I am given two stone spaces $S_n$ and $S'_n$ for some n. A stone space in model theory context is a space where the elements are complete types taking n inputs (i.e. if $\phi(x) \in p$ is a complete type, $p\in S_1$.)
I'm told L is the language of $S_n$ and $L\subseteq L'$ and $T \subseteq T'$, L' is the language of $S'_n$, T, T' complete.
I'm asked to prove a function $f: S'_n \rightarrow S_n$, $f(p) = p \cap \{L formulas\}$ is continuous. Continuous in the sense that for every open set V of $S_n$, $f^{-1}(V)$ is also open.
My problem is that I don't understand how this function can possibly be 1-1. This is essentially all I need to prove continuity, but why is it 1-1? I've spun this around in my head so many times.
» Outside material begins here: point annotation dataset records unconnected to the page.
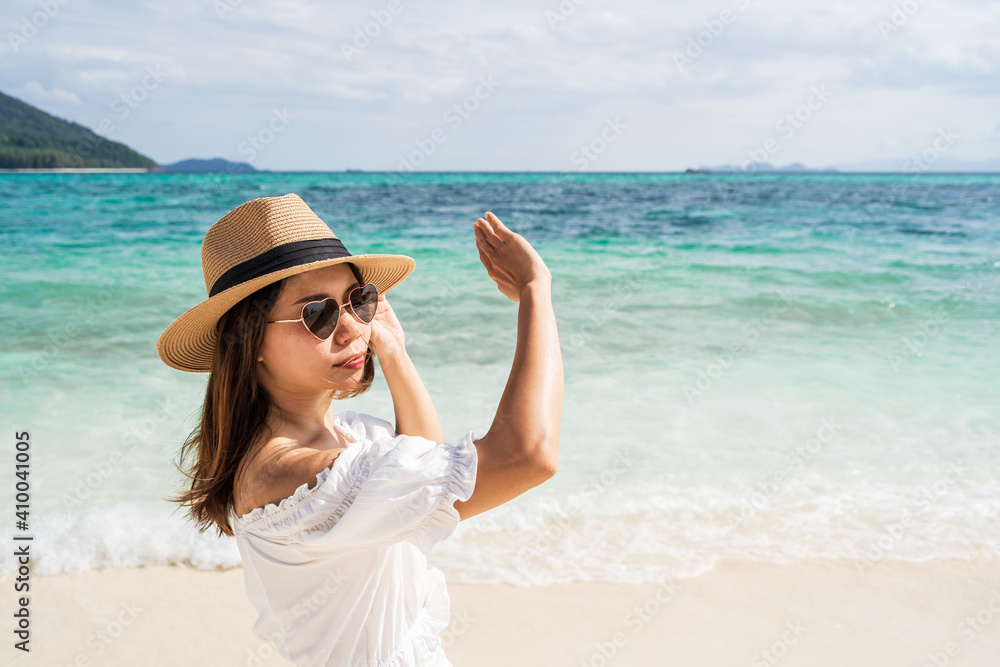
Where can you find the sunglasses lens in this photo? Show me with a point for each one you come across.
(321, 317)
(364, 302)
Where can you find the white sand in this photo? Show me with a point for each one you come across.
(814, 614)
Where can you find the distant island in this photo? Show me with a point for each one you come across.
(212, 165)
(760, 167)
(33, 139)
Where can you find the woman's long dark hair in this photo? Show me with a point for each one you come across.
(235, 412)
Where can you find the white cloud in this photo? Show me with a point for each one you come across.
(36, 94)
(558, 83)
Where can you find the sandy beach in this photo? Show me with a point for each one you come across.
(812, 613)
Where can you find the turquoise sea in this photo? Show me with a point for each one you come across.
(757, 367)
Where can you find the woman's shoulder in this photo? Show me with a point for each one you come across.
(283, 470)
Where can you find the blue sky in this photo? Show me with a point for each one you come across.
(573, 85)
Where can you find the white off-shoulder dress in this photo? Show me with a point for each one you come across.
(338, 572)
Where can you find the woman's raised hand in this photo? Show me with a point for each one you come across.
(509, 259)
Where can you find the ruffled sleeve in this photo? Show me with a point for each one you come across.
(397, 488)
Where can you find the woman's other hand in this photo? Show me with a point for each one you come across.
(387, 337)
(509, 259)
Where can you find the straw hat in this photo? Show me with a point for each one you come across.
(256, 244)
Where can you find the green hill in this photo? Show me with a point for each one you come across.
(33, 139)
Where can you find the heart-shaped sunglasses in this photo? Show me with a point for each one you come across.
(321, 317)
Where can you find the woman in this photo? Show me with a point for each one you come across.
(335, 513)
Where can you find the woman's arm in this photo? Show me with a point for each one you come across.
(521, 449)
(415, 411)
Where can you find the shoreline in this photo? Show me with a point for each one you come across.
(810, 612)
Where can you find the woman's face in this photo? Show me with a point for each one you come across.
(291, 358)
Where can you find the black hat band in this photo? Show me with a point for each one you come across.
(280, 257)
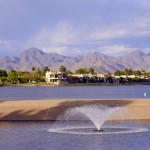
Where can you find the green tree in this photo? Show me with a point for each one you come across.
(62, 69)
(81, 71)
(91, 70)
(68, 72)
(13, 76)
(3, 73)
(3, 79)
(128, 71)
(45, 69)
(118, 73)
(137, 73)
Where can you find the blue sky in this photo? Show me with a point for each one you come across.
(74, 27)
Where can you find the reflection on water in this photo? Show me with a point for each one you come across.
(74, 92)
(35, 136)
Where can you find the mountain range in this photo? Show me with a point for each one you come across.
(34, 57)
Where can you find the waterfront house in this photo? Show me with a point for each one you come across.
(56, 77)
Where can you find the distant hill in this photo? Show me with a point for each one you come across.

Why can't there be complete types p, q of $S'_n$ such that there is a complete type r of $S_n$ where $r\subseteq p, q$?
A basic open set in $S_n$ has the form $[\varphi] = \{p\in S_n\mid \varphi\in p\}$, for some $L$-formula $\varphi$ in $n$ free variables. Then: \begin{align*} f^{-1}([\varphi]) &= \{p\in S'_n\mid f(p)\in [\varphi]\}\\ &= \{p\in S'_n\mid \varphi\in f(p)\}\\ &= \{p\in S'_n\mid \varphi\in p\} \end{align*}
The last step is because restricting $p$ to $L$ does not affect whether the $L$-formula $\varphi$ is in $p$. The last set is exactly $[\varphi]$ in the space $S'_n$, which is again a basic open set. We have checked that the preimage of every basic open set is open, so $f$ is continuous.
As Mark Kamsma pointed out in the comments, a restriction map $f$ is usually not one-to-one. But as I pointed out in the comments, being one-to-one has nothing at all to do with continuity.